Now wrapped up in India’s famously inert legal system, the once-explosive dispute over ownership of the site has cooled in litigation. “But if the BJP comes to power with a full fledged majority, then the atmosphere will become a bit tense here,” warned Sageer, now aged 36.
For long a central plank of its agenda, the BJP manifesto still contains a pledge to construct a Ram temple on the site of the old Babri Masjid mosque. Although largely overlooked due to his association with a more recent religious conflagration—riots in his home state of Gujarat in 2002—Modi has links to this struggle too.
The 63-year-old, tipped to become prime minister after elections starting April 7, was an organizer in Gujarat for BJP leader L. K. Advani who began a nationwide march to demand a temple for Ram in 1990.
Biographer Nilanjan Mukhopadhyay said it was a role which enabled Modi “to burst onto the national political stage” as the huge agitation galvanized public support for the temple. “The Muslim community is anxious about Modi,” said Mujibur Rehman of the Center for Minority Studies at Delhi’s Jamia Millia Islamia University. “What scares Muslims is essentially that they are convinced that this is a person who doesn’t have much respect for them, for their lives and for their future.” Modi’s background, and his lack of outreach to religious minorities even during campaigning, gives them reasons for concern, Rehman said.
The strict vegetarian, who does yoga every day, joined a grassroots Hindu nationalist group as a boy, entered the BJP at a time of deteriorating inter-religious ties, and is tainted by the 2002 riots. In that spasm of violence, more than 1,000 people, mostly Muslims, died.
Modi had just become chief minister of Gujarat at the time and has been repeatedly investigated—and never found guilty—over suspicions he did too little to prevent the bloodshed. A woman he later appointed as a cabinet minister was jailed for life for orchestrating some of the worst of the killing.

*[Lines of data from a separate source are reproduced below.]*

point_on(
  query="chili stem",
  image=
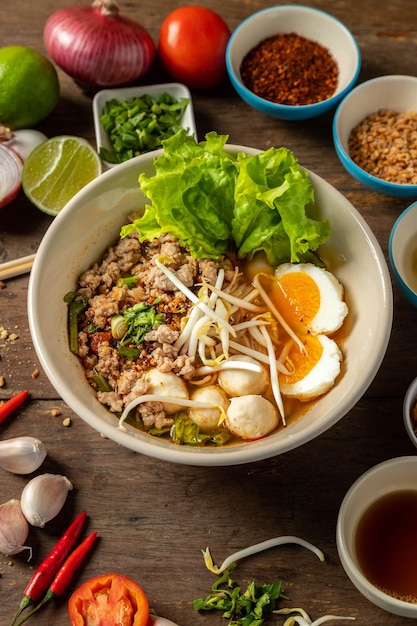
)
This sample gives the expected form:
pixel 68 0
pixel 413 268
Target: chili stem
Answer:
pixel 12 404
pixel 44 574
pixel 64 575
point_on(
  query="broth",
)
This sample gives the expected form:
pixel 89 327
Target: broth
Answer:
pixel 386 544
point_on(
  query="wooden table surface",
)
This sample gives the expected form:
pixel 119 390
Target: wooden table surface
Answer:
pixel 154 518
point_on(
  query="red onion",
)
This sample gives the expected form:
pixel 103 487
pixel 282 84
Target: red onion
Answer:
pixel 97 46
pixel 11 166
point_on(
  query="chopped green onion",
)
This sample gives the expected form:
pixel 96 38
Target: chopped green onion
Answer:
pixel 241 607
pixel 130 281
pixel 101 383
pixel 77 302
pixel 128 352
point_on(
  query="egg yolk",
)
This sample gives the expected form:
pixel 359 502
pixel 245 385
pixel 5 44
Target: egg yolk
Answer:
pixel 302 362
pixel 297 298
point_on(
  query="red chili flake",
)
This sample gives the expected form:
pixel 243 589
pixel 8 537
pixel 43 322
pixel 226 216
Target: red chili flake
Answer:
pixel 290 69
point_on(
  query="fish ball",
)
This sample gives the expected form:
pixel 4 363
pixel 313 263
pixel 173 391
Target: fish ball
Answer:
pixel 167 384
pixel 237 382
pixel 251 417
pixel 208 419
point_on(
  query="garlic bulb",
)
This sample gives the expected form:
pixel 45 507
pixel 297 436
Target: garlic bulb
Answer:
pixel 14 528
pixel 43 497
pixel 22 455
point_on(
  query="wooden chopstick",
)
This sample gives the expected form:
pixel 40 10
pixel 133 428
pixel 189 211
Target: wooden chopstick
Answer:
pixel 17 267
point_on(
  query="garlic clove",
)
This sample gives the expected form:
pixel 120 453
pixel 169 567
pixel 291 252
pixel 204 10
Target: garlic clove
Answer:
pixel 22 455
pixel 43 497
pixel 14 529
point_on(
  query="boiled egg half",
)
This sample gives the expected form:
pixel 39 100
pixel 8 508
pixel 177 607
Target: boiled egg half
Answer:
pixel 309 296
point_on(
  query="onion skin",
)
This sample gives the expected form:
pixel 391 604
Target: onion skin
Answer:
pixel 97 46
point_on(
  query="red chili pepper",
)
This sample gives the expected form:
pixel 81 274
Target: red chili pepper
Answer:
pixel 12 404
pixel 44 574
pixel 64 575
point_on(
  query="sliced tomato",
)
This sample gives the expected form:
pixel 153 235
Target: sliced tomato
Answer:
pixel 108 600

When his aide Amit Shah called for a Ram temple in Ayodhya while visiting last July, some worried that the dispute’s embers could be reignited. “Not Modi. I wouldn’t want to see someone like Modi in my lifetime,” says Haji Mahboob Ahmad, head of the group defending the right of Muslims to worship at the contested site in Ayodhya. “Anyone but him.”
During campaigning, Modi has presented himself as a moderate nationalist focused on economic development and good governance. “For me my religion is ‘nation first, India first,’” he has told rallies, adding that the constitution was his “only holy book” and that toilets should come first, “temple later.” He also came as close as ever to apologizing for the 2002 riots, saying he felt “grief” and “misery.”
But his decision to contest a seat from the Hindu holy city of Varanasi was a reminder to supporters that he had not forgotten his roots. And he has also spoken about how “75 percent of people” in India—meaning Hindus—have been ignored by the Congress party, in power for the last decade. Muslims account for around 13 percent of India’s population.
Any Hindutva (Hindu nationalist) agenda he might seek to project in power would likely be limited by the compulsions of coalition politics. A BJP parliamentary majority is highly unlikely, although some supporters still dream of what it could lead to.
“If a Hindu party wins a majority of votes then we will ask that a law be passed by parliament to free Ram’s birthplace and it be given to the Hindu community,” said Sharad Sharma from the Vishva Hindu Parishad (VHP, World Hindu Council) in Ayodhya. Around him, stone carvers chiseled away at pieces of an under-construction Ram temple overseen by the VHP, which many hope will one day take form on the site of the former mosque.